I have a small model and a large model. The large model is built upon the small one so I would like to load the pre-trained small model to pre-set some layers of the large model. However, when I tried to do large_model.load_state_dict(small_model.state_dict()), then there will always be error like Missing key(s) in state_dict:. Is there a way that I could ignore those layers that do not exist in the small model and load those exist?
Use the parameter strict=False with big_model.load_state_dict().
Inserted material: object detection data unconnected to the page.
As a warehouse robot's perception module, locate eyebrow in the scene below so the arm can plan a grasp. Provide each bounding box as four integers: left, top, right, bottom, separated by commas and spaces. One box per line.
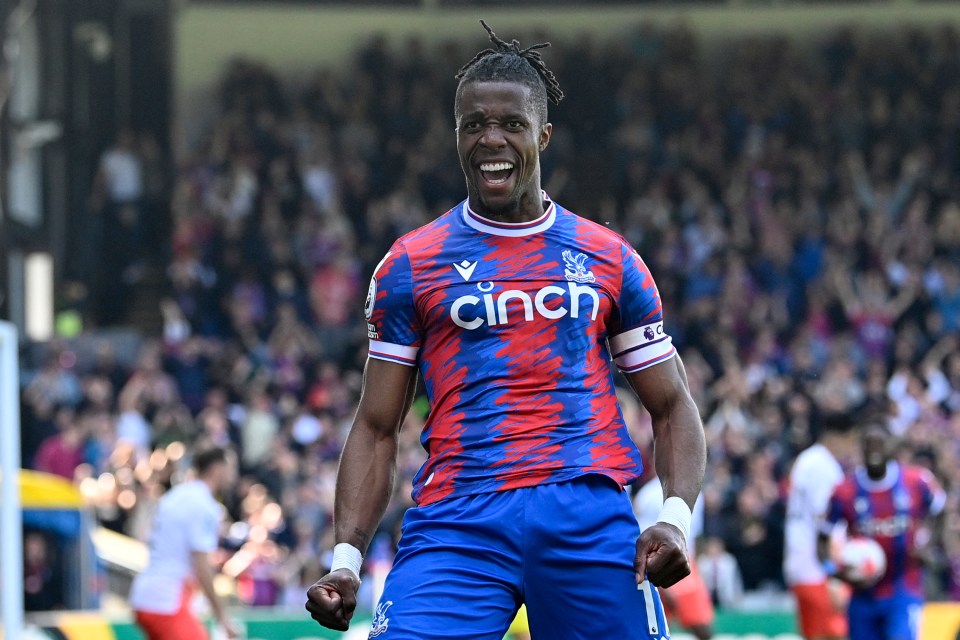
457, 111, 532, 122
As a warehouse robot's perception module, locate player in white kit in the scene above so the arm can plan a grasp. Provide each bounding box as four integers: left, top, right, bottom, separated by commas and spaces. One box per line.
130, 448, 237, 640
783, 414, 855, 640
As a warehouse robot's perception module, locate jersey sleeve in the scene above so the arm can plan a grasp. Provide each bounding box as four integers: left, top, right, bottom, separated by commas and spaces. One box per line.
364, 242, 420, 366
821, 485, 850, 533
187, 506, 221, 553
609, 241, 676, 373
919, 469, 947, 516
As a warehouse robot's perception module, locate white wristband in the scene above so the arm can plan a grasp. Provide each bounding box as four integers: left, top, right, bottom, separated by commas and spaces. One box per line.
330, 542, 363, 578
657, 496, 693, 541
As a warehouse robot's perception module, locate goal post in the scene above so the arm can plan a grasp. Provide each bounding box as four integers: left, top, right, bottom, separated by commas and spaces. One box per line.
0, 321, 23, 640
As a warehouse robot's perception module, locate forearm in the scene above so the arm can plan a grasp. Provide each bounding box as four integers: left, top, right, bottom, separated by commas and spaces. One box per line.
333, 420, 398, 553
192, 551, 226, 622
653, 394, 707, 509
627, 356, 707, 510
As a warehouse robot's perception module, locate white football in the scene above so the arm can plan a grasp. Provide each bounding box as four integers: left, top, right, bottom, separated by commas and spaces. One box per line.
838, 537, 887, 585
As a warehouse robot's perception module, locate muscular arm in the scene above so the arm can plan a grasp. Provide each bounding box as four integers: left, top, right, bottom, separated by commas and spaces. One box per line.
626, 356, 707, 510
190, 551, 227, 625
333, 358, 417, 553
627, 356, 707, 587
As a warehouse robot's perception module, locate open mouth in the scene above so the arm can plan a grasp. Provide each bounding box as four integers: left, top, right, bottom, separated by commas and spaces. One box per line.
480, 162, 513, 185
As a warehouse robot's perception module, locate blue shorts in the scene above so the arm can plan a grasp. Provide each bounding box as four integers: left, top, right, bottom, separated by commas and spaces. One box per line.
847, 593, 923, 640
370, 475, 670, 640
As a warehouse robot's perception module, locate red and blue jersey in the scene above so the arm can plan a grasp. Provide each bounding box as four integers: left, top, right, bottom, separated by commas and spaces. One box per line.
827, 462, 946, 598
365, 195, 675, 505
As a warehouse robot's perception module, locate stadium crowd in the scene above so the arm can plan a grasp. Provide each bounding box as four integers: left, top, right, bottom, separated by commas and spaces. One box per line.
22, 18, 960, 607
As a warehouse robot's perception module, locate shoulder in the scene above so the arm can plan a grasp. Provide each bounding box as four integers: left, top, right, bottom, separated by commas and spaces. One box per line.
833, 474, 857, 500
902, 466, 937, 487
557, 205, 636, 253
390, 210, 460, 259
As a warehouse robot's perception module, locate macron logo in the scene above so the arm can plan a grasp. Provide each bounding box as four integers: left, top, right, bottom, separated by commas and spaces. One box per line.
453, 260, 477, 282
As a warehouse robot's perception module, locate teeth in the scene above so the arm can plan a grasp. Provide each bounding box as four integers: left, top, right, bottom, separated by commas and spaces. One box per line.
480, 162, 513, 171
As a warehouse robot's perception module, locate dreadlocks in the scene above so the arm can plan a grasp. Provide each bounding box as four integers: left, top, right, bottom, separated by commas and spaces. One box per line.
455, 20, 563, 127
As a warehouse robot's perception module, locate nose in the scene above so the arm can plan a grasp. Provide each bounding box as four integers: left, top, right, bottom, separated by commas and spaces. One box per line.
479, 124, 507, 149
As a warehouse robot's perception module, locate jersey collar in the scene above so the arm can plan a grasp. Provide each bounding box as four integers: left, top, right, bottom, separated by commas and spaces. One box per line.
463, 191, 557, 238
856, 460, 900, 491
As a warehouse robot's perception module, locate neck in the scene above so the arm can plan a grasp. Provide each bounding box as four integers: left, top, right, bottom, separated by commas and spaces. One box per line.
468, 186, 548, 224
867, 462, 887, 480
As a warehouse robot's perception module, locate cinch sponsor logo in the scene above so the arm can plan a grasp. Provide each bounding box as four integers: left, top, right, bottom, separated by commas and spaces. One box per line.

i.e., big_model.load_state_dict(torch.load('file.pth'), strict=False).
import torch
from torch import nn
from torch.autograd import Variable, grad
#define network weights and input
class small_model(nn.Module):
def __init__(self):
super(small_model, self).__init__()
self.linear1 = nn.Linear(3,4,bias=False)
def forward(self,x):
pass
class big_model(nn.Module):
def __init__(self):
super(big_model, self).__init__()
self.linear1 = nn.Linear(3,4,bias=False)
self.linear2 = nn.Linear(4,5,bias=False)
def forward(self,x):
pass
def print_params(model):
for name, param in model.named_parameters():
print(name, param)
# create small model
small = small_model()
print('small model params')
print_params(small)
# save the small model
torch.save(small.state_dict(), 'small.pth')
# create big model
big = big_model()
print('big model params before copying')
print_params(big)
big.load_state_dict(torch.load('small.pth'), strict=False)
assert torch.equal(big.linear1.weight, small.linear1.weight), 'params do not match after copying'
print('big model params after copying')
print_params(big)